The story of Carol’s death

My body is exhausted but my mind won’t let me sleep. The films of last week’s events are on a repeat-loop in my head, so let me share some of it with you. Let’s watch the blockbuster of Carol’s death in hospital, exactly a week ago today. It’s just over two hours long, from my arrival in hospital to the moment she died.

I’m happy and grateful that I could be an actor in that film, but as befits a grieving person, I’m also troubled by what-if’s and if-only’s. What if the script could have been changed a bit here, a bit there? If only.


Carol was 68 years old.

She was a force of nature, fighting off infections and other episodes of unwell-ness over the past years. The assistants (as we call the “support staff” who spend her days with her, some of whom live in her home) were attentive to her medical needs, so when she complained about her legs and she seemed to have lost strength in them, they were alarmed and took her to hospital.

She spent the night in A&E. Hazel telephoned me the following morning, still in A&E. She had been with Carol since midnight. All that time, Carol had been desperate and unable to get comfortable, grabbing onto Hazel, moaning, trying to shift position. The doctors had diagnosed a very large clot in the main blood vessel in her abdomen, supplying the lower part of her body. Her right leg was already stone cold.

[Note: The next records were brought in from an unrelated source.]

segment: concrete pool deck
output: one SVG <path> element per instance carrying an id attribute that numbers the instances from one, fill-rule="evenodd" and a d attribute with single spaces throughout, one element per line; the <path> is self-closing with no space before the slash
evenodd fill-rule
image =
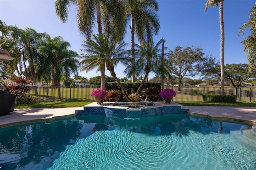
<path id="1" fill-rule="evenodd" d="M 102 105 L 109 107 L 111 107 L 112 103 L 104 102 Z M 158 105 L 170 105 L 165 104 L 163 102 L 156 103 Z M 90 105 L 100 106 L 97 105 L 96 102 Z M 173 105 L 179 104 L 172 102 L 170 105 Z M 144 107 L 152 107 L 155 106 Z M 256 125 L 256 107 L 182 106 L 182 107 L 189 109 L 189 114 L 194 116 Z M 83 109 L 83 107 L 62 108 L 15 109 L 10 114 L 0 117 L 0 127 L 75 116 L 76 115 L 75 110 Z"/>

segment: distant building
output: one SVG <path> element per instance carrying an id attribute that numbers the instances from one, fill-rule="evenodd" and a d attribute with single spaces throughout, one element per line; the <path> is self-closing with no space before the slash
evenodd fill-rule
<path id="1" fill-rule="evenodd" d="M 173 85 L 173 87 L 179 87 L 179 84 L 175 84 Z M 180 85 L 180 87 L 190 87 L 190 84 L 188 84 L 188 83 L 183 83 Z"/>
<path id="2" fill-rule="evenodd" d="M 242 87 L 251 87 L 252 86 L 252 84 L 247 82 L 242 82 L 241 85 Z"/>
<path id="3" fill-rule="evenodd" d="M 209 86 L 209 85 L 207 83 L 202 83 L 200 84 L 198 84 L 196 85 L 196 87 L 207 87 L 207 86 Z"/>
<path id="4" fill-rule="evenodd" d="M 85 86 L 90 85 L 88 83 L 80 83 L 81 80 L 79 79 L 74 80 L 74 81 L 75 82 L 75 84 L 79 85 L 79 86 Z"/>

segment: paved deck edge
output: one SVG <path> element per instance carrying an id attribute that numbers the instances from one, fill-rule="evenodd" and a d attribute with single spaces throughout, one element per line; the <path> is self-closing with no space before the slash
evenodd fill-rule
<path id="1" fill-rule="evenodd" d="M 230 122 L 234 122 L 236 123 L 243 123 L 249 124 L 251 125 L 256 125 L 256 122 L 252 122 L 250 121 L 242 119 L 238 119 L 234 118 L 231 118 L 226 117 L 212 117 L 209 115 L 201 114 L 200 113 L 197 113 L 194 112 L 188 111 L 188 114 L 191 116 L 195 116 L 198 117 L 204 117 L 210 119 L 212 120 L 218 120 L 218 121 L 228 121 Z"/>
<path id="2" fill-rule="evenodd" d="M 76 115 L 76 113 L 71 113 L 70 115 L 66 115 L 63 116 L 55 116 L 49 118 L 42 118 L 40 119 L 29 120 L 27 121 L 19 121 L 16 122 L 7 123 L 6 124 L 0 125 L 0 128 L 8 127 L 9 126 L 14 126 L 17 125 L 26 124 L 26 123 L 34 123 L 35 122 L 42 122 L 45 121 L 50 121 L 55 119 L 65 118 L 74 117 Z"/>

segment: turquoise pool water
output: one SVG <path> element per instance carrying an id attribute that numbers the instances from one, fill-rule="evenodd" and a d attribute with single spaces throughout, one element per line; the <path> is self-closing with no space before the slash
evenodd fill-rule
<path id="1" fill-rule="evenodd" d="M 2 170 L 256 169 L 256 127 L 187 114 L 1 128 Z"/>

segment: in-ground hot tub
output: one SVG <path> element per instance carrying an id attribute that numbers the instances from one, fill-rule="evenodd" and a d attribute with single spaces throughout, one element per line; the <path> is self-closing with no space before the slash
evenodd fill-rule
<path id="1" fill-rule="evenodd" d="M 153 102 L 116 102 L 113 104 L 114 106 L 128 107 L 138 107 L 142 106 L 150 106 L 155 105 Z"/>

She finally fell asleep in Hazel’s arms around 7.30, probably from sheer exhaustion. Two hours later, five doctors came past and said,

“We can’t operate. It’s palliative care only from now on.”

And left.

At least I think that is the story I heard from Hazel. She phoned me and burst into tears. Phone reception in A&E (and, as we would later discover, on the ward) is poor, so she kept cutting out and I couldn’t quite work out what was happening. Blood clot? Palliative care? What does that mean? Some people receive palliative care for months, years even. Is Carol dying? Or is she simply needing quality-of-life-care that could last a long time?

I had no idea, and as far as I could make out from the dodgy phone line, neither could Hazel, who anyway needed to be with Carol in her state of in-and-out-sleep. Who to ask? Doctors and nurses were running around the busy A&E department, saving lives and limbs of other patients. But Hazel’s distress was concern enough. She is one of the most experienced assistants in the L’Arche community, she’s been around for decades, she is a mature woman who has seen a lot of life and of death. Help was clearly needed.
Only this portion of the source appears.